It was almost dark and quite cool when we returned to our inn, and to a dinner which is worthy of record.

It commenced with some good chicken broth, after which followed an entrée of half a boiled fowl. This was succeeded by the third course, made up of the other half of the fowl, nicely stewed; and, after some boiled peas, the meal closed with the pièce de résistance of a whole roast fowl!

Broccia and dessert succeeded, whilst our minds were engaged in a melancholy cogitation as to whether the three courses of the immortal Gladstone bore any resemblance to these.

But we had not yet solved this perplexing question, when the anticipation of a seven-o'clock breakfast and early walk on the morrow, sent us to bed amid serenades of countless nightingales; varied by the less agreeable concert of two poor children in the agonies of hooping-cough on one side,—two or three snoring women with cast-iron lungs on the other,—and, overhead, a lively family, consisting of a squalling baby (whose long-suffering mother found it necessary to walk it up and down incessantly), and a man whose chief nocturnal occupation appeared to be throwing his very heavy hobnailed boots from one end of the room to the other (whether to intimidate his offspring or the numerous rats I could not decide).
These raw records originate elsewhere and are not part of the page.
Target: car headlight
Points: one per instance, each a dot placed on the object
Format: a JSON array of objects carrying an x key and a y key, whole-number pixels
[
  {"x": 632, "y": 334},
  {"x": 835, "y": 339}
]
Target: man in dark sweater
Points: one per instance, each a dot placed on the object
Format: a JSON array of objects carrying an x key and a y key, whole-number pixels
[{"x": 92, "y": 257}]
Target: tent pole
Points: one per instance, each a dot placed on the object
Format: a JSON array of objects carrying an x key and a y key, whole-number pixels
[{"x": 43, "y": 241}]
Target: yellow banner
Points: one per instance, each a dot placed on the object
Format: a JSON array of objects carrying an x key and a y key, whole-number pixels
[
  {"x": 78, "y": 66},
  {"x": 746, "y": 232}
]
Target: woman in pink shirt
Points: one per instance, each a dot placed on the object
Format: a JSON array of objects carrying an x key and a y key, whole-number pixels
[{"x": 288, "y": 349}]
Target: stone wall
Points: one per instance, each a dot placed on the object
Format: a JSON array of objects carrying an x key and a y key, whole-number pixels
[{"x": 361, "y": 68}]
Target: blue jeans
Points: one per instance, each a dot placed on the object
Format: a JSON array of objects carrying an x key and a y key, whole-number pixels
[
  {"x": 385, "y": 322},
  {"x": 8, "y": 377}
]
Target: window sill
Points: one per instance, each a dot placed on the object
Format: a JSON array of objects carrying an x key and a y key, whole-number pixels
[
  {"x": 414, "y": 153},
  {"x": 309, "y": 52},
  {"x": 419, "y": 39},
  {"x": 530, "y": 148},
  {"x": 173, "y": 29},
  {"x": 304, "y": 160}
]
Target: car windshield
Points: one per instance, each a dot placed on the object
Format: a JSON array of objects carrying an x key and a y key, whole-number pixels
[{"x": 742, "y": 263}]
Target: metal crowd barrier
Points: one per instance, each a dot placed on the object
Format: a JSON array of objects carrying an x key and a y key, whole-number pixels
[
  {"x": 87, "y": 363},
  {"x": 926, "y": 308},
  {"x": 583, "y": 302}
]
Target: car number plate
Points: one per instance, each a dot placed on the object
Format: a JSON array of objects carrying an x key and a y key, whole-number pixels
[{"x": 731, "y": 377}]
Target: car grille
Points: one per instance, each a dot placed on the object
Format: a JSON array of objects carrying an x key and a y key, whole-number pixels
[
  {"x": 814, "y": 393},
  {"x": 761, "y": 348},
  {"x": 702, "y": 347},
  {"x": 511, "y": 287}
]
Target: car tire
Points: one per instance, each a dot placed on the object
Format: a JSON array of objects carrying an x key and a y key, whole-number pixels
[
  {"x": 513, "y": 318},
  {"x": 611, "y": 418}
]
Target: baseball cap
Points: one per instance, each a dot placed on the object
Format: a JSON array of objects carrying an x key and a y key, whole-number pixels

I would willingly have strangled that baby, and put corks down the mouths of those snoring women (for the partitions of a Corsican inn are terribly thin); but the power was not mine. The varying torments had to be borne until the twitter of birds and the rosy sunlight came creeping in through the open window to bid me rise, sadder and wiser by one more experience of the comforts (?) of a night's rest in Corsica!

CHAPTER IX.
EVISA AMONG THE HILLS.

Before eight o'clock next morning we were descending the gorge opposite the house, in order to mount it on the other side, and visit the picturesque convent.

Our coffee and dry bread had been served to us at half-past seven by the "chamber-maid."

This important person was represented by a pretty rosy-cheeked girl of twelve, who combined her chamber duties with those of waitress, and who, at this stage of the morning, was attired in a déshabille of nightdress body and coloured petticoat, with bare feet. Later on, when we returned from our walk, she was in full dress, having added a white head handkerchief, black jacket, white stockings, and shoes.

This Vico walk was one of the loveliest we enjoyed in the island. The steep road that climbed up the hill-side was shaded by oak and ilex trees; numberless sparkling streams dashed down from above and beneath us, and brilliant cyclamen nestled everywhere lovingly amongst the ferns—bracken, felix mas, parsley, walrue, maidenhair, and polypodium—luxuriating on this damp hill-side.

Below us writhed the serpentine Liamone; before us rose the great brown walls of the Monte Libbio rocks; and each corner that we turned, showed new gorges, fresh wooded hills upon one side, and more exquisite ranges of steepest rocks and purest snow mountains on the other.